When Kyle Thornley and his family moved to Revelstoke from Ontario they had 50,000 pounds of shop equipment to bring with them.
Only able to find a small space to set up his blacksmith shop at first, it was a slow start for Thornley in Revelstoke.
However, he set up shop in the Big Eddy in December and has hit the ground running. He hasn’t even had time to wire some of the lights in his new space.
While he calls it disorganized, the rows and rows of hammers and tongs don’t look out of place.
Alongside the more traditional tools of the trade, including a mechanical power hammer from 1911, Thornley also has a pneumatic, air powered, hammer and propane forges.
“I can only swing a four pound hammer for so long before my arm feels like it is going to fall off,” he said with a laugh.
Thornley spent his 20s out West, and during that time he studied to be a welder in Nelson.
It wasn’t long after he finished his apprenticeship doing commercial work and steel erection that he had the chance to dive into more creative blacksmithing work.
From there, he did some apprenticeships to learn the ropes and watched Youtube tutorials, opening his own shop 10 years ago.
He is always learning, attending events with blacksmith associations and traveling to national and North American conferences.
He said everyone is very open to sharing tips and tricks and the conferences are reminiscent of the good old days when there were 50 to 60 people working in a blacksmith shop.
“If you are willing to put your head down and put in the elbow grease to make it happen, then good for you, I’ll help you as much as possible,” he said.
Thornley does a wide variety of work from artsy leaf key chains and roses that are great for markets to more architectural pieces, such as railings and wood stove detailing.

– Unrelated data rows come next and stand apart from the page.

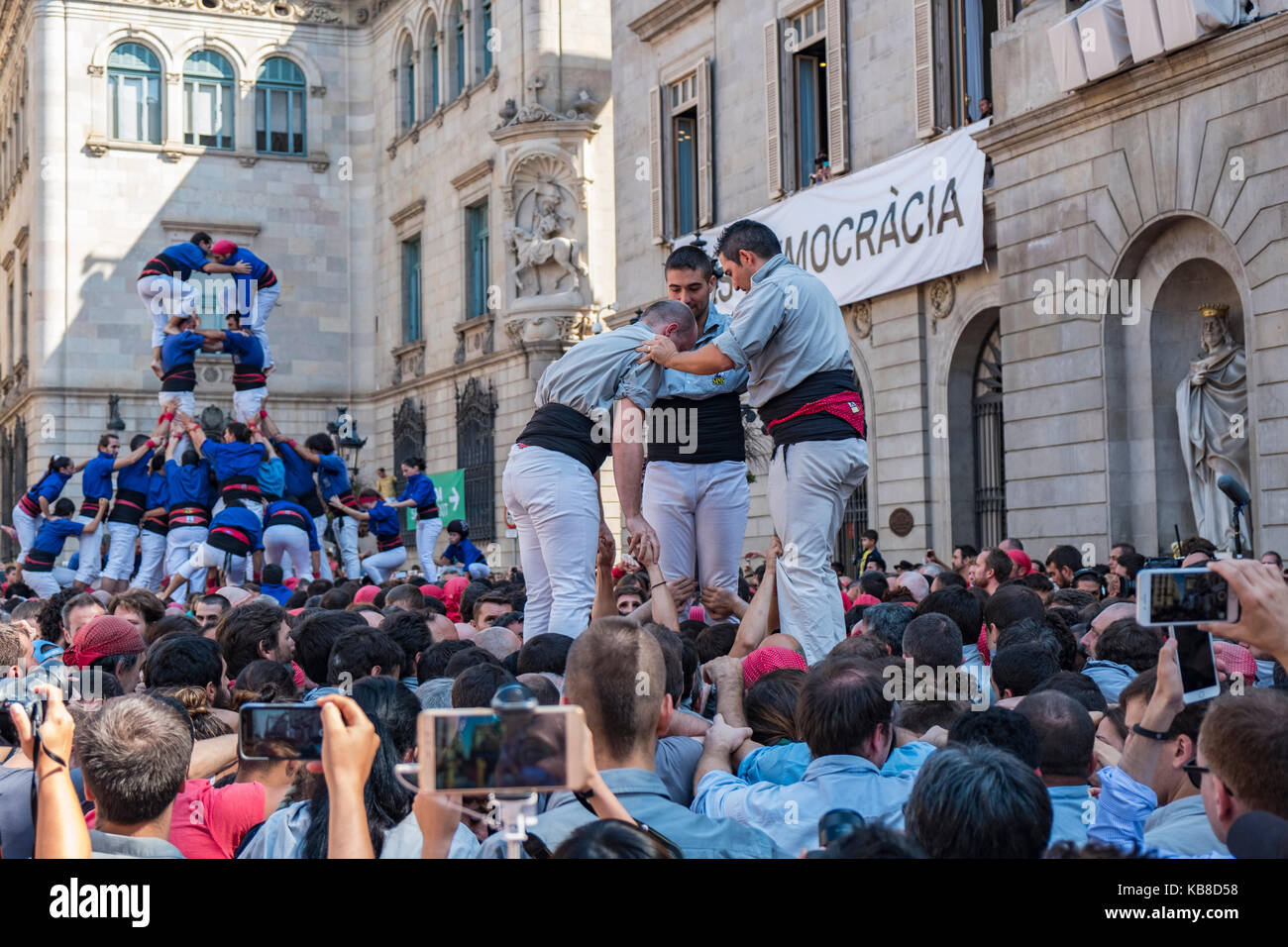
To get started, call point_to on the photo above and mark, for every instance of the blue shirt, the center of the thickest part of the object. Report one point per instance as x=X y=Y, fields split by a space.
x=643 y=793
x=1072 y=810
x=790 y=814
x=245 y=350
x=53 y=534
x=307 y=521
x=180 y=350
x=187 y=484
x=333 y=475
x=136 y=475
x=419 y=488
x=233 y=460
x=50 y=487
x=97 y=480
x=299 y=472
x=384 y=519
x=245 y=521
x=464 y=553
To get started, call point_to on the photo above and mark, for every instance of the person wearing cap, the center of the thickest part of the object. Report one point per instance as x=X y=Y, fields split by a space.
x=165 y=289
x=696 y=491
x=257 y=290
x=790 y=334
x=420 y=493
x=552 y=476
x=462 y=552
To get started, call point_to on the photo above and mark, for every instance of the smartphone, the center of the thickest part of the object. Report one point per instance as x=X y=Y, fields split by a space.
x=279 y=732
x=1196 y=656
x=480 y=751
x=1184 y=596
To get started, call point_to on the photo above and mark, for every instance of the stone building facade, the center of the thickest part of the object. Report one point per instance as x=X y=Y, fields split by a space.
x=988 y=418
x=430 y=180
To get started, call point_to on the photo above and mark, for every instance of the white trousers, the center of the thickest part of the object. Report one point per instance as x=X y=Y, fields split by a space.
x=426 y=535
x=50 y=583
x=555 y=506
x=699 y=513
x=120 y=554
x=26 y=526
x=380 y=566
x=288 y=540
x=809 y=484
x=154 y=547
x=180 y=544
x=90 y=553
x=165 y=296
x=263 y=305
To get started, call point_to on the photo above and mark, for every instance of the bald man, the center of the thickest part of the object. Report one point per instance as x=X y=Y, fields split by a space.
x=552 y=476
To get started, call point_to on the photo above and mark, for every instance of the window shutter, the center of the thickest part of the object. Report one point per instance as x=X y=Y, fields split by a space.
x=837 y=106
x=706 y=163
x=923 y=67
x=773 y=137
x=655 y=158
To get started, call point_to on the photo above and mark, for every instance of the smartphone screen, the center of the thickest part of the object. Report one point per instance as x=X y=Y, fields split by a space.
x=281 y=731
x=481 y=750
x=1186 y=596
x=1194 y=654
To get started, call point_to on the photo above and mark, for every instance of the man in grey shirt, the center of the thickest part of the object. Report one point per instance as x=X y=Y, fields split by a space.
x=552 y=476
x=790 y=333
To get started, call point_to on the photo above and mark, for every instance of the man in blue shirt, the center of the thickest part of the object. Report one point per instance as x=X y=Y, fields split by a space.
x=604 y=668
x=165 y=289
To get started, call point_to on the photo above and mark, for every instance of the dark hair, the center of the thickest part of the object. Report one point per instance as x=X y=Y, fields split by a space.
x=1001 y=728
x=1127 y=643
x=978 y=802
x=468 y=657
x=957 y=604
x=411 y=634
x=314 y=637
x=751 y=236
x=1065 y=731
x=1022 y=667
x=243 y=630
x=690 y=257
x=610 y=838
x=181 y=660
x=357 y=651
x=769 y=705
x=475 y=686
x=840 y=706
x=433 y=660
x=391 y=709
x=1080 y=686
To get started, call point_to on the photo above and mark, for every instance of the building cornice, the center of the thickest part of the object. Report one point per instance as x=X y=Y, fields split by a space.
x=666 y=16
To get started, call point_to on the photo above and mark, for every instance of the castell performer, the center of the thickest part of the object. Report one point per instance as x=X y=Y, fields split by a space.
x=552 y=476
x=790 y=333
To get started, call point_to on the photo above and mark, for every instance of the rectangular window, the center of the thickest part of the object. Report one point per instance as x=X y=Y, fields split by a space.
x=411 y=290
x=480 y=263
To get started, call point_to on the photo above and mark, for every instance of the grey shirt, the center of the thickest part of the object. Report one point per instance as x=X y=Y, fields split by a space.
x=786 y=329
x=599 y=369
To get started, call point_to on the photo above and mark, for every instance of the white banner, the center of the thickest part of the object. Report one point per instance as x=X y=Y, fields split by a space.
x=912 y=218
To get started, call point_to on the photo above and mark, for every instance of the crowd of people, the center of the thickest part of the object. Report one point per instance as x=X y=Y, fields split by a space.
x=759 y=705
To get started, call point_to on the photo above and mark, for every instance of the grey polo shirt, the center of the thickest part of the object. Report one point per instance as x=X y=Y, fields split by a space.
x=599 y=369
x=786 y=329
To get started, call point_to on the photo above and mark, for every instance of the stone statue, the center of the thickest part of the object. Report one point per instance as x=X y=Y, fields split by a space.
x=1211 y=411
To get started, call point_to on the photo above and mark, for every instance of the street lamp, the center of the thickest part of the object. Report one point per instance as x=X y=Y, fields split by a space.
x=344 y=428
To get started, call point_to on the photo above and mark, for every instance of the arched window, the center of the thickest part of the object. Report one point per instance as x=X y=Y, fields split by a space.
x=279 y=107
x=134 y=94
x=407 y=91
x=207 y=101
x=990 y=447
x=432 y=93
x=456 y=37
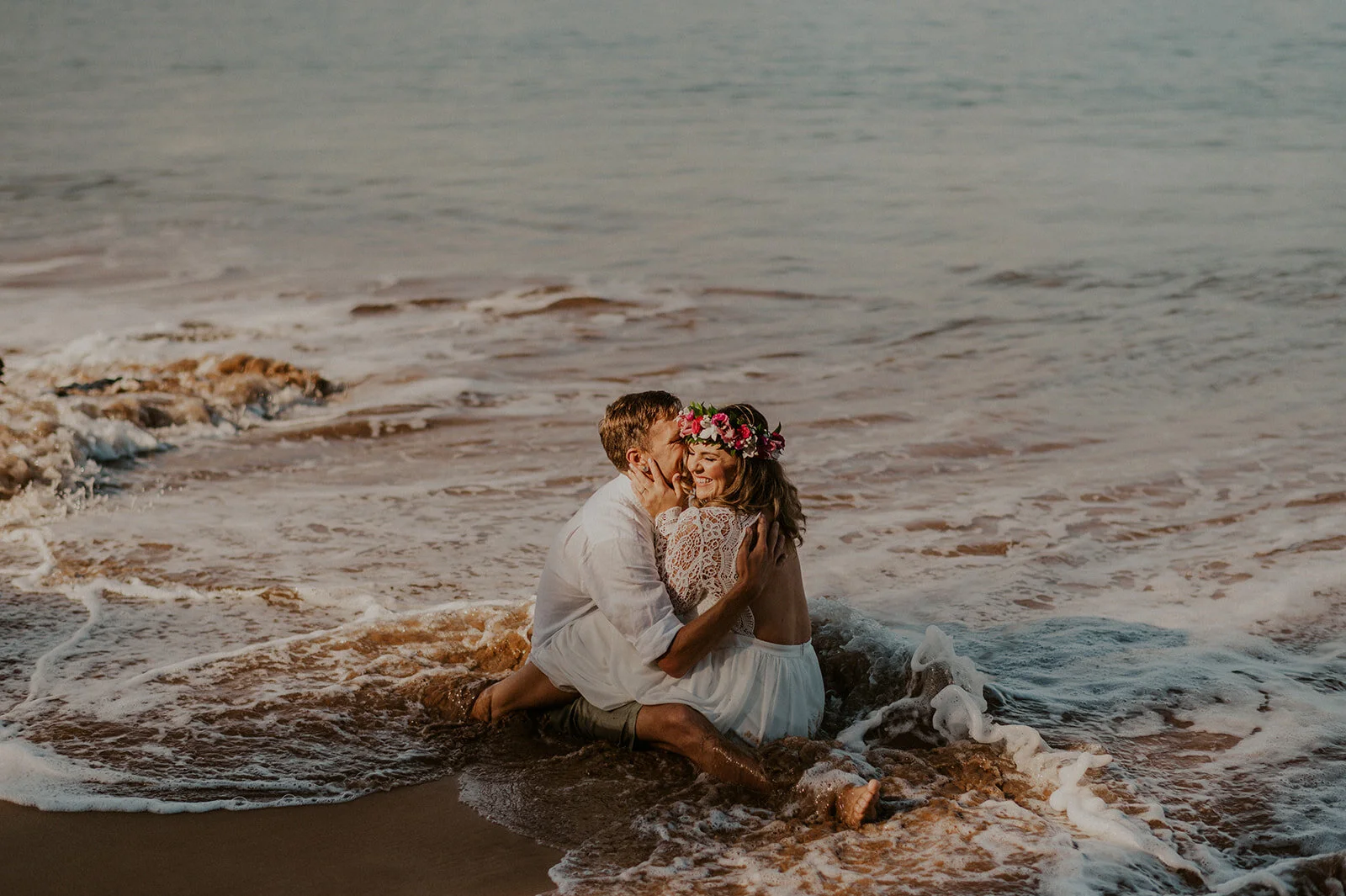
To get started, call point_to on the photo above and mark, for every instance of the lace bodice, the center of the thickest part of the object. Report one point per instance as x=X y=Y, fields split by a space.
x=697 y=550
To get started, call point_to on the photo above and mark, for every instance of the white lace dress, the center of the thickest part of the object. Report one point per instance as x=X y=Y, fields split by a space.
x=757 y=689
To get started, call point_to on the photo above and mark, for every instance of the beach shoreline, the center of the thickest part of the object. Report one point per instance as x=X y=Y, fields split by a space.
x=407 y=841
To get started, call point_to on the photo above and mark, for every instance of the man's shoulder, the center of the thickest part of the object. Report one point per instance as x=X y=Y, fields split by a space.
x=612 y=512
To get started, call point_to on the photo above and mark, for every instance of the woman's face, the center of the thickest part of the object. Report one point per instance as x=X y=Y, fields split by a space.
x=711 y=469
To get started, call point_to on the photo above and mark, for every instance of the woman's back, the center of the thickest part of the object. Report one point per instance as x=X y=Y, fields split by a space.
x=781 y=613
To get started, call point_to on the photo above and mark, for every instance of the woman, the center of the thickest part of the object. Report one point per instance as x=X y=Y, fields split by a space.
x=764 y=682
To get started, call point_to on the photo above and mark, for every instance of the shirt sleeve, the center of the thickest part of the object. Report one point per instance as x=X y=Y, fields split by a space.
x=623 y=581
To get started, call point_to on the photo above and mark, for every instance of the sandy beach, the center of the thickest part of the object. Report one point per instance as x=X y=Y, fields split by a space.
x=412 y=840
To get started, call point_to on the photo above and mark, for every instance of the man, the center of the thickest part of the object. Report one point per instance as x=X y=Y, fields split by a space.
x=603 y=561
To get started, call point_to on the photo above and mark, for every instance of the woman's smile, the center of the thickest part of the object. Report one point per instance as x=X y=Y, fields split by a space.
x=711 y=469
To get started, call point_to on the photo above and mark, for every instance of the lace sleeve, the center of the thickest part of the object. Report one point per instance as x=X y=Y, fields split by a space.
x=699 y=559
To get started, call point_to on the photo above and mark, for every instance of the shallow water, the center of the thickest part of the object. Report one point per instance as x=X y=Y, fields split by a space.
x=1049 y=300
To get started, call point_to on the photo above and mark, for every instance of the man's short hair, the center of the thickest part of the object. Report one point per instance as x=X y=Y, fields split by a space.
x=626 y=422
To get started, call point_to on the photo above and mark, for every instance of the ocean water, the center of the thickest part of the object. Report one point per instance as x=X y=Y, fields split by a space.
x=309 y=312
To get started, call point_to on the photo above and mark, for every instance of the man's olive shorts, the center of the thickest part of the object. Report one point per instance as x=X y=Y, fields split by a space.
x=582 y=718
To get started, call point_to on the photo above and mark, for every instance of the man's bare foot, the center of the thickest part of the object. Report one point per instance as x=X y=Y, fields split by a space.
x=453 y=697
x=858 y=805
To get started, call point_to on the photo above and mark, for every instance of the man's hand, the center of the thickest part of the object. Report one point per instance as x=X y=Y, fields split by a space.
x=762 y=550
x=656 y=491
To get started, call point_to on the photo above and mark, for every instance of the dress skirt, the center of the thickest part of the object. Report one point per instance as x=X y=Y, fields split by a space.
x=755 y=689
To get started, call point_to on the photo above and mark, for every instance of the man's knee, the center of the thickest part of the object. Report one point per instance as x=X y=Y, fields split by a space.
x=675 y=724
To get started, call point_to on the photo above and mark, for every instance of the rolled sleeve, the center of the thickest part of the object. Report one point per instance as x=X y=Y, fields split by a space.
x=623 y=579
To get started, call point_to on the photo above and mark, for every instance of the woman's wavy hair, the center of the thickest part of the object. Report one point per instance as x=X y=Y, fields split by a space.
x=760 y=485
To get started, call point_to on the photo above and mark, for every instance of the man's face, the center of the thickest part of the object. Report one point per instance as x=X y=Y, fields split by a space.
x=665 y=447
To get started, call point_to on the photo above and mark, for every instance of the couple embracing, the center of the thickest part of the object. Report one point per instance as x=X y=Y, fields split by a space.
x=670 y=611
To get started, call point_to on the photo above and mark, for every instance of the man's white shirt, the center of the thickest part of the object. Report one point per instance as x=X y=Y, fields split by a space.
x=603 y=561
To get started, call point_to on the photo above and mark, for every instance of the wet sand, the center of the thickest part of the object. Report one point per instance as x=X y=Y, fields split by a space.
x=414 y=840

He said his favourite thing to do is work from a chunk of steel on a project that needs a lot of manipulation and that he has to transform and bring to life.
But even the little pieces take time. One rose, if he is being efficient, takes almost three hours and he has to have a fairly large industrial space to do the work.
Thornley hopes to work with the developers in town and offer people one of a kind pieces that go hand in hand with wood and stone interiors but he will continue to make the artsy things, drawing inspiration from the natural environment.